The Other Project: A Progress Report

It would be easy to think, from my proud and pleased updates on the topic, that The New Baby was taking up all our time, energy, interest and - let's face it, these hobbies like classic cars ain't cheap - cash. 

However, at one and the same time my dolly house is coming along very nicely, and I have gone a bit eBay-tastic in the process.

There are more characters.  We now have a nursemaid to help with the baby, and a new cook, who is an older neatly capped and aproned lady who looks more far capable than the original slightly fey kitchen doll, so the latter (directly below) has been demoted to general maid, to her slight chagrin.  Lastly we have a visiting playmate for the older child.  These new dollies are tucked away safely in their boxes until we have done more doing-up of the rooms.

I have also acquired far more furniture, a lot more lights, which The Husband has assiduously fitted as they arrive in the post, and the beginnings of the wallpapering and decorating supplies are arriving with every post. 

 The Kitchen floor will be quarry tiled after a large fireplace has been built 
around the range.  Most of the kitchen equipment is still in boxes.

 There are now chairs in the Drawing Room, so grandma has a seat.
They also enjoy the light of a large chandelier and even candles on the piano

 There armchairs, tall bookcases, two pendant oil lamps
and a large Turkish rug in The Study

I have floor boards and parquet flooring (which come printed on paper) and even some actual genuine terracotta mini quarry tiles for the kitchen (3/4" square) that have to be laid on tile cement like real tiles - well they ARE really tiles, just in miniature -  so that will be my particular labour of love as I really enjoy tiling.

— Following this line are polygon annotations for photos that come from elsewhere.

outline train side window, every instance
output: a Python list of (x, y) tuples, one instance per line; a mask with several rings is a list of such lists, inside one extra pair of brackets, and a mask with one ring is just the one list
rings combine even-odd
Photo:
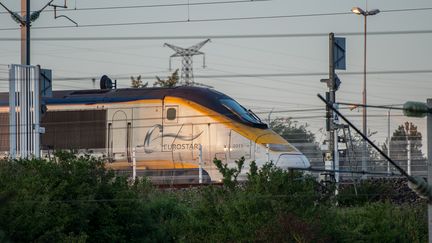
[(167, 119), (169, 121), (173, 121), (177, 118), (177, 110), (176, 108), (168, 108), (167, 109)]

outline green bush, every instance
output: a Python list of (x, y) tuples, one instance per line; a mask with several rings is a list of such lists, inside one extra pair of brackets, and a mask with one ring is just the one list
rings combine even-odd
[[(0, 163), (1, 242), (425, 242), (425, 204), (370, 203), (385, 187), (341, 190), (339, 206), (313, 178), (272, 163), (222, 166), (229, 186), (157, 190), (90, 156)], [(237, 174), (238, 175), (238, 174)], [(364, 191), (363, 191), (364, 190)], [(360, 193), (363, 192), (363, 193)], [(372, 193), (373, 192), (373, 193)], [(323, 199), (324, 198), (324, 199)]]

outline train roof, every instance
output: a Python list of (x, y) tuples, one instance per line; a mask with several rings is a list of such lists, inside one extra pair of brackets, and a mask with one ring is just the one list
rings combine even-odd
[[(250, 119), (249, 115), (242, 117), (233, 109), (229, 109), (221, 103), (221, 100), (233, 100), (231, 97), (214, 89), (178, 86), (173, 88), (126, 88), (126, 89), (91, 89), (91, 90), (58, 90), (53, 91), (50, 98), (44, 98), (47, 105), (68, 105), (68, 104), (96, 104), (127, 102), (135, 100), (164, 99), (164, 97), (178, 97), (193, 101), (203, 105), (220, 114), (227, 115), (231, 119), (241, 123), (252, 125), (259, 128), (267, 128), (267, 125), (255, 119)], [(0, 105), (9, 104), (9, 93), (0, 93)], [(244, 116), (244, 115), (243, 115)], [(256, 117), (256, 116), (251, 116)]]

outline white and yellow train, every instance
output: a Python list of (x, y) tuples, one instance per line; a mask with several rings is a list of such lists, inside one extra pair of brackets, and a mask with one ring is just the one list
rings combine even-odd
[[(0, 99), (5, 105), (7, 94)], [(281, 168), (310, 166), (254, 113), (214, 89), (54, 91), (45, 103), (44, 151), (85, 150), (105, 156), (113, 169), (130, 170), (135, 149), (137, 170), (154, 180), (162, 178), (159, 183), (196, 181), (200, 146), (206, 180), (220, 179), (214, 158), (234, 166), (244, 157), (244, 172), (251, 161), (258, 166), (273, 161)], [(0, 133), (7, 134), (8, 113), (2, 110)], [(0, 150), (7, 151), (8, 136), (0, 140)]]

But I also have yet to acquire lengths of 1/12th scale skirting board, dado and picture rails and cornicing for the ceilings.  I already have several moulded plaster ceiling roses, so as each main light goes up in a room, a suitably-sized ceiling rose has to be chosen and fitted (see The Drawing Room, above).

Without a doubt this dolly house will be grander and better appointed than any house I have ever lived in, or even stayed in.

So the dollies had better appreciate the time, trouble, effort and expense we are going to, and not trash the place with wild parties, bizarre amateur science experiments or any  other silly shenanigans, when the house front is closed and we are fast asleep.

Or I will line them all up and scold them severely and put them on short commons for a month.